Dona Vitória e Eunice Paiva têm mais em comum do que se imagina. À primeira vista, as duas estavam lutando por causas pessoais –a segurança do seu bairro, o desaparecimento do marido–, mas, com sua perseverança, ajudaram a mostrar o tamanho da violência institucionalizada e a má conduta do Estado.

A diferença é de contexto. Eunice lutou contra uma violência não escancarada da ditadura militar nos anos 70 –na expressão que batiza um dos livros de Elio Gaspari, a ditadura envergonhada. Rubens Paiva foi levado para um quartel e lá foi torturado e morto.

Já Dona Vitória enfrentou um verdadeiro Estado paralelo que surgiu com a ascensão do tráfico, com bandidos e crianças empunhando revólveres e fuzis em pleno dia, a corrupção policial e a incompetência da polícia e dos governantes em enfrentar a situação.

Mas vamos ao filme: com seu vozeirão grave e olhos vigilantes, de uma força cada vez mais impressionante, dona Fernanda comprova a cada cena que força ou fraqueza não tem nada a ver com idade. Tinha 93 anos quando filmou, e impõe a Dona Nina (nome inventado para o filme; Vitória é o nome fictício que ela ganhou do Programa de Proteção a Testemunhas) uma autoridade impensável.

Nina vê da janela um país indo para a barbárie, se choca e decide agir.

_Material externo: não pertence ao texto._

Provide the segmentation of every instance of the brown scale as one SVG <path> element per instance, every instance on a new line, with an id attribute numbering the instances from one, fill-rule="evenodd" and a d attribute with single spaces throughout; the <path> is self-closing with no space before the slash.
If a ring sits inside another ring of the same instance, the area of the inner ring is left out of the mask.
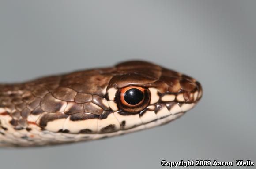
<path id="1" fill-rule="evenodd" d="M 167 93 L 174 95 L 182 93 L 187 103 L 197 102 L 202 96 L 201 85 L 193 78 L 152 63 L 132 61 L 113 68 L 43 77 L 23 83 L 0 85 L 0 108 L 10 111 L 8 113 L 13 117 L 10 123 L 16 127 L 26 127 L 30 115 L 43 113 L 38 123 L 43 129 L 49 122 L 69 116 L 73 121 L 104 119 L 112 112 L 103 104 L 104 99 L 107 99 L 106 88 L 119 89 L 132 85 L 157 88 L 160 96 Z M 194 101 L 190 94 L 196 91 L 198 97 Z M 157 105 L 157 112 L 160 105 Z M 172 105 L 168 104 L 168 108 Z M 125 121 L 121 122 L 121 126 L 125 123 Z M 102 132 L 113 128 L 109 126 Z"/>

Se a polícia exige provas, ela decide consegui-las por conta própria, financiando uma câmera de vídeo com seu dinheiro –o ano era 2005 e os smartphones ainda não estavam por aí.

Mas o filme não fica no registro único da tragédia e da violência, alcançando alguns momentos de leveza, como na amizade de Nina com uma nova vizinha, Bibiana (Linn da Quebrada), e Marcinho, um garoto do morro a quem ela ajuda com dinheiro e comida (o ótimo Thawan Lucas).

De quebra, "Vitória" também mostra a importância da nossa tão criticada imprensa quando o Estado não se mexe. É por meio do repórter policial Flávio (Alan Rocha) que a denúncia de Nina ganha as páginas dos jornais e a atenção da polícia. Flávio é inspirado em Fábio Gusmão, que publicou a história de Joana no jornal "Extra" e depois um livro sobre ela.

Depois dos 5 milhões de espectadores de "Ainda Estou Aqui", seria lindo ver "Vitória" levar ao menos 1 milhão às salas para conhecer essa história comovente, dentro e fora das telas.

Fora delas, é a história de como Breno Silveira, diretor de "2 Filhos de Francisco", apaixonado por esse projeto, morreu de infarte durante as filmagens em 2022, e de como Andrucha Waddington, genro de Fernandona e marido de Fernandinha, assumiu a missão de terminar o filme do amigo.

Ninguém largou a mão de ninguém, e o resultado está aí.

"Vitória"
Direção: Andrucha Waddington
Com Fernanda Montenegro, Alan Rocha e Linn da Quebrada
Estreia na quinta-feira (13) nos cinemas

Thiago Stivaletti

Thiago Stivaletti é jornalista e crítico de cinema, TV e streaming. Foi repórter na Folha de S.Paulo e colunista do UOL. Como roteirista, escreveu para o Vídeo Show (Globo) e o TVZ (Multishow)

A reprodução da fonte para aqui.